Alors, l’amour enchaîné se répandit en Pierre comme un printemps. Ce fut une éclosion de tout l’être ; il ne comprenait plus, ou plutôt, il ne percevait plus ses scrupules ; la voix impérieuse des générations dominait la faible voix psychique…


Cette scène eut de profonds échos dans la conscience de Pierre. Elle contribua à accroître sa personnalité. Pour la première fois, il sentit la possibilité d’être jaloux de Philippe. C’était bien incertain encore et intermittent, mais enfin, il y eut des minutes où il songeait à tirer parti de la renonciation de l’autre. Simultanément, son amour pour Valentine subit une métamorphose : il devint plus fébrile et plus soupçonneux.

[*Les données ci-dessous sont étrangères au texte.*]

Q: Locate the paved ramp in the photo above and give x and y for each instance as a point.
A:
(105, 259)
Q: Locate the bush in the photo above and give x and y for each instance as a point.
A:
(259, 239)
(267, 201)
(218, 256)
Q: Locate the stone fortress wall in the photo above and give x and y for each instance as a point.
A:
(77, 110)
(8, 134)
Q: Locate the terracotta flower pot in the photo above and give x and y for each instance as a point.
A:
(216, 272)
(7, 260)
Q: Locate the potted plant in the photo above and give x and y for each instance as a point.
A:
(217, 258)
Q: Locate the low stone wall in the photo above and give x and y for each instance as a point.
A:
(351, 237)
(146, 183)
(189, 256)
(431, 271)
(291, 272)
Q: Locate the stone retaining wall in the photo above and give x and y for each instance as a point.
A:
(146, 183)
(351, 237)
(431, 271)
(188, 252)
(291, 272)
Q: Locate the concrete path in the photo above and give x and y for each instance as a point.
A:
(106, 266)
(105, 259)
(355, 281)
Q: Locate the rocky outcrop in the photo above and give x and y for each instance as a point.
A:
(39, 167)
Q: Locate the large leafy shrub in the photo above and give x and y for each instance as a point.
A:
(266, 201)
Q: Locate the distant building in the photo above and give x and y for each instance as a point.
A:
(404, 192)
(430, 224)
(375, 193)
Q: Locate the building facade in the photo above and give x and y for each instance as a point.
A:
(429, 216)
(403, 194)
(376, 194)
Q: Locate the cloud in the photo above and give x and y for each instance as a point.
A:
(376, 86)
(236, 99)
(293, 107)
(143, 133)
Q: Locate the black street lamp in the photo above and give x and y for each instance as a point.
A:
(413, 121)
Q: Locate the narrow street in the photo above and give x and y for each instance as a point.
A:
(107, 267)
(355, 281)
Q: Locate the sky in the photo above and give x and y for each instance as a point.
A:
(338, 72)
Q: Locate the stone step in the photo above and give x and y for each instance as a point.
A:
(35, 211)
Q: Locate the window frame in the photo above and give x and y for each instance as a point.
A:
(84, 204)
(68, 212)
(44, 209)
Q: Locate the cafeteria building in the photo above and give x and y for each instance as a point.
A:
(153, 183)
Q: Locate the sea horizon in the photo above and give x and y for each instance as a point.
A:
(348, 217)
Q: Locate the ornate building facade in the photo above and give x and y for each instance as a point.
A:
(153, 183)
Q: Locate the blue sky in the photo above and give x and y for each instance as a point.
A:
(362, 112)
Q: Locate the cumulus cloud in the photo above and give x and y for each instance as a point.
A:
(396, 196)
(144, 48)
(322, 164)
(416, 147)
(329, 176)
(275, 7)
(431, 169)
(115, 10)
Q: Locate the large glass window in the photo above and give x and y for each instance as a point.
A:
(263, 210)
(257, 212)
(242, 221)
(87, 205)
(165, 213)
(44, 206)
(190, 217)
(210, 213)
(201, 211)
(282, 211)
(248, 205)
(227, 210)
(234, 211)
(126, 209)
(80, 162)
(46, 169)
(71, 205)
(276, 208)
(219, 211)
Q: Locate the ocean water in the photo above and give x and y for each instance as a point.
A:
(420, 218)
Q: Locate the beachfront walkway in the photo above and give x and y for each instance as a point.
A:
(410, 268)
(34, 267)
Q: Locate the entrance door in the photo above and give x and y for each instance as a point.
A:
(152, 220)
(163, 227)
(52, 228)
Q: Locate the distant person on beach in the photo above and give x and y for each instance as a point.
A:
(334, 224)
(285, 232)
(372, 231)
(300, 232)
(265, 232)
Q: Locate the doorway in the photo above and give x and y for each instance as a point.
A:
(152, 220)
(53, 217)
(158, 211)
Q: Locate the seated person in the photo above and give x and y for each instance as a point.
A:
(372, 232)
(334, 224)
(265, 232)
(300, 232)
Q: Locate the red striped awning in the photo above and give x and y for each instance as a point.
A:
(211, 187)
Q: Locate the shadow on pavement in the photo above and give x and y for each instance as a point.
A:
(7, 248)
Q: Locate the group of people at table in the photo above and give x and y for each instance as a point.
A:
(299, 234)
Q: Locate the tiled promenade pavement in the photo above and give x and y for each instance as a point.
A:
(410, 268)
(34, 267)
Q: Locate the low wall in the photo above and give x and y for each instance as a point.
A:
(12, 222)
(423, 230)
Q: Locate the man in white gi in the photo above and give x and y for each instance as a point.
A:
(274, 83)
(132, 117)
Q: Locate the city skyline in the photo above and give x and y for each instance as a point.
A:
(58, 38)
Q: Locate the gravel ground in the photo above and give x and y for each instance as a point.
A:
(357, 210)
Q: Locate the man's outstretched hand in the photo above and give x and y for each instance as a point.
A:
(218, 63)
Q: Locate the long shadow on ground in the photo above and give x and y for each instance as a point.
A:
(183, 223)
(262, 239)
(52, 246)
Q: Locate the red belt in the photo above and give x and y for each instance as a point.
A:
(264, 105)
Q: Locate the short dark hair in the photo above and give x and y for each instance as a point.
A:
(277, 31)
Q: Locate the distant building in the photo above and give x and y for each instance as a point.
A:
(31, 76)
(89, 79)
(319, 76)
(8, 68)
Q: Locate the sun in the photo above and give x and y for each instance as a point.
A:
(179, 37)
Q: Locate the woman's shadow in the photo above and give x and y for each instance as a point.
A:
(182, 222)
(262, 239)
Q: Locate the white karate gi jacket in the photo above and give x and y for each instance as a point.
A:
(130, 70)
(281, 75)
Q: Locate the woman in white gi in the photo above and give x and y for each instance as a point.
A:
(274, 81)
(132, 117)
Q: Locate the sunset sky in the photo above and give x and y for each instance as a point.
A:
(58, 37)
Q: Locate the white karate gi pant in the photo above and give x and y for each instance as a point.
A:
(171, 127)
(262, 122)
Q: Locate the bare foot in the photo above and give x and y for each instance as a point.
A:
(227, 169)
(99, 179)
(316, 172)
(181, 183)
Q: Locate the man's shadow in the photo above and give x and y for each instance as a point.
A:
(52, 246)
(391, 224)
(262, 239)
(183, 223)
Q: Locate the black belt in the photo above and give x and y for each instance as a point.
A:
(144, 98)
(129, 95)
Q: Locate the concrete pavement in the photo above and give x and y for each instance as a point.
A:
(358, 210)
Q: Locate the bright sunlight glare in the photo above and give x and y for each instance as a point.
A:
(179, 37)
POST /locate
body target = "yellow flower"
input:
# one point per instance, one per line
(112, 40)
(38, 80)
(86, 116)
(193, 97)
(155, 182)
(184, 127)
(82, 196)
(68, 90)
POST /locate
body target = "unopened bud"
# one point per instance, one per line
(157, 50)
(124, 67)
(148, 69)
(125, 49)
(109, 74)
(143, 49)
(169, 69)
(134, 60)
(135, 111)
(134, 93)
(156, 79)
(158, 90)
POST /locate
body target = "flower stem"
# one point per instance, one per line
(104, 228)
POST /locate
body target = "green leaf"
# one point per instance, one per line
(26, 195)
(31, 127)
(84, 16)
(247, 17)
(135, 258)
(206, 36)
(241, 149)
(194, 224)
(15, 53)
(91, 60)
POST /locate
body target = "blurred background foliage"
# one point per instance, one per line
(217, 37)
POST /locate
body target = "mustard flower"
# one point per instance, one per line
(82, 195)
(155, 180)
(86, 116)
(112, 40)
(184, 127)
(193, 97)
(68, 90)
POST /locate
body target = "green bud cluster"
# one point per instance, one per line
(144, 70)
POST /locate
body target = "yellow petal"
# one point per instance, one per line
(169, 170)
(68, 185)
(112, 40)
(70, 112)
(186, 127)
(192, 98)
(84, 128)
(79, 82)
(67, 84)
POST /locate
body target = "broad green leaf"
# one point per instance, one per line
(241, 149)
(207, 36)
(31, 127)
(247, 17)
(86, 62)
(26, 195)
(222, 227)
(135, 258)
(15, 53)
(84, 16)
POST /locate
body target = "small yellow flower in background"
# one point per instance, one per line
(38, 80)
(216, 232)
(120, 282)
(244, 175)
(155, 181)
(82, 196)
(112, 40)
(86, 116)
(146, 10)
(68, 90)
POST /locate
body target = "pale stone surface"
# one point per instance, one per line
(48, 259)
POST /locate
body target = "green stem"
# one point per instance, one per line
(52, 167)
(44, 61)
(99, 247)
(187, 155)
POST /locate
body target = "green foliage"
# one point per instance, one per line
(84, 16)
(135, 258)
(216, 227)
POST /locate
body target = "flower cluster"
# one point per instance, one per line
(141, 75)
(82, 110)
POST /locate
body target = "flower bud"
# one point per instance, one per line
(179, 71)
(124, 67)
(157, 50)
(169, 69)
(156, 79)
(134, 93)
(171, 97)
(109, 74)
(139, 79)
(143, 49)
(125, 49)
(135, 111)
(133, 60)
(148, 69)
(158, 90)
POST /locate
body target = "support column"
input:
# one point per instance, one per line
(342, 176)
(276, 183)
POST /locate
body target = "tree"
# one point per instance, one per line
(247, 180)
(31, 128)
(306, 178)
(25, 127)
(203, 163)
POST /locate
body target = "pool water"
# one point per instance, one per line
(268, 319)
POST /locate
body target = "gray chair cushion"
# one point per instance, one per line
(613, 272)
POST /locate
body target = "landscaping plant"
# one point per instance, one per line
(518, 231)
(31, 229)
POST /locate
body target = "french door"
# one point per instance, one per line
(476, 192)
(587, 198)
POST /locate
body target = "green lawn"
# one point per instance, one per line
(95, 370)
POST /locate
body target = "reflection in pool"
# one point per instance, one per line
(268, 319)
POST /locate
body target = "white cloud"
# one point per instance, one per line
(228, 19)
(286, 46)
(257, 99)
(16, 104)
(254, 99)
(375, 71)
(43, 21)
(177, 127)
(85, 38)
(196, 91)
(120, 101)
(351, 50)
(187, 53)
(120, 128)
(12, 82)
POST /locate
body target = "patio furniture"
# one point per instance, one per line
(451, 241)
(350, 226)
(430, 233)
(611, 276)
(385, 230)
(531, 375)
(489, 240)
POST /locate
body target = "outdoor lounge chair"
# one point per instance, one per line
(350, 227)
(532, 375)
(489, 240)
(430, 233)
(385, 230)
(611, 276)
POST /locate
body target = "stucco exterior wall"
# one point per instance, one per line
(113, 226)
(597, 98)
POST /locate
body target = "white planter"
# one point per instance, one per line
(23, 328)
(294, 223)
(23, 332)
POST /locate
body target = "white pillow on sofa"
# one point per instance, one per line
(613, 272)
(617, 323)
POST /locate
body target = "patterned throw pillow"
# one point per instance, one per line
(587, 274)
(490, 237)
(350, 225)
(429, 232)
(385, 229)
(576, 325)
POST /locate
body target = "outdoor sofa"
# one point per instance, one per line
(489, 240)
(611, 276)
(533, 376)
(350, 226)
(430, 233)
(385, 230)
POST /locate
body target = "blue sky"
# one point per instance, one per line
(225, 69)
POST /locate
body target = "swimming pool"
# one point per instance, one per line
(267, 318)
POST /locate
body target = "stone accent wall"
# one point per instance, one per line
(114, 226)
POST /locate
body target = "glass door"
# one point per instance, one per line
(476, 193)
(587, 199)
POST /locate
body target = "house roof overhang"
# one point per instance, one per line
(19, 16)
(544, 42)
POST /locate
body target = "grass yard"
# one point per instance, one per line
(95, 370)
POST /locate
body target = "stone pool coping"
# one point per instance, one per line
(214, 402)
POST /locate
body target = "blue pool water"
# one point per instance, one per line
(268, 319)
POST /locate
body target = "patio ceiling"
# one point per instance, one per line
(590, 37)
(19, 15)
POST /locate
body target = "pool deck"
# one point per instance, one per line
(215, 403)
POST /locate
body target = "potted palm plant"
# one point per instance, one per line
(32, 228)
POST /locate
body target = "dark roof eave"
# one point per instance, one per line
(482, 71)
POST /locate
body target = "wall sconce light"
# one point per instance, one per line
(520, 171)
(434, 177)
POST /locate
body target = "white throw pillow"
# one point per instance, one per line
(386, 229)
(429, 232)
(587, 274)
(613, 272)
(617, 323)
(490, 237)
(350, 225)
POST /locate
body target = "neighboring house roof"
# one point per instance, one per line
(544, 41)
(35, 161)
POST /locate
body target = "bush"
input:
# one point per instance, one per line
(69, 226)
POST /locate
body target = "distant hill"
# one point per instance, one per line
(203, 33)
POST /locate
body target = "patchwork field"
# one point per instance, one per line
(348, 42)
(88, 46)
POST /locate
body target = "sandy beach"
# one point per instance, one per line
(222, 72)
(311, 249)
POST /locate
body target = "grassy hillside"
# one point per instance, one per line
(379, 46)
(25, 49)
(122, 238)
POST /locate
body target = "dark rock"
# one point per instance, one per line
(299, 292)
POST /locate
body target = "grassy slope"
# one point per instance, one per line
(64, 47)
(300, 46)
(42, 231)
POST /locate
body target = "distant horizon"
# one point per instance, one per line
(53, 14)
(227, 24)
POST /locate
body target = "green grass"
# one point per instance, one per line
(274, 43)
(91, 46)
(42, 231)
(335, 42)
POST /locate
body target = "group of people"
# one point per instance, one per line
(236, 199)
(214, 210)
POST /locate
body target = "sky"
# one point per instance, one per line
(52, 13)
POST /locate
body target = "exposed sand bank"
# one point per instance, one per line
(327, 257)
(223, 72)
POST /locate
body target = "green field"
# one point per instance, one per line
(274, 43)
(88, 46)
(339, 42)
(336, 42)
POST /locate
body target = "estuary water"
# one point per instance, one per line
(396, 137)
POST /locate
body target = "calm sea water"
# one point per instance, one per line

Jusqu’alors, il avait connu une sécurité assez singulière. Il ne songeait pas à des rivaux « extérieurs ». Le débat se localisait entre lui et Philippe. Peut-être parce qu’il avait ressenti une première apparence de jalousie, il commença de craindre un revirement de Valentine. La séparation, qui naguère était une tristesse sans forme, devint une source de craintes précises et rongeuses. Cela aussi tendit à créer une notion plus aiguë de son nouveau moi…

Dès lors, il attendit avec impatience les visites de la jeune fille ; il assistait plus longuement aux entrevues et il ne parvenait plus à dissimuler son agitation.

Valentine était moins timide. La métamorphose de Pierre rassurait son instinct. Elle trouvait qu’il ressemblait moins à Philippe, et l’espoir de leur découvrir des différences sensibles, rendait du charme à l’existence…


Un jeudi, elle arriva à l’improviste. C’était le jour que Philippe avait choisi pour venir au château. La jeune fille le savait. Attirée par un besoin mal défini de comparer les deux hommes, elle se demandait avec angoisse si la transformation de Pierre n’était pas un mirage créé par son imagination.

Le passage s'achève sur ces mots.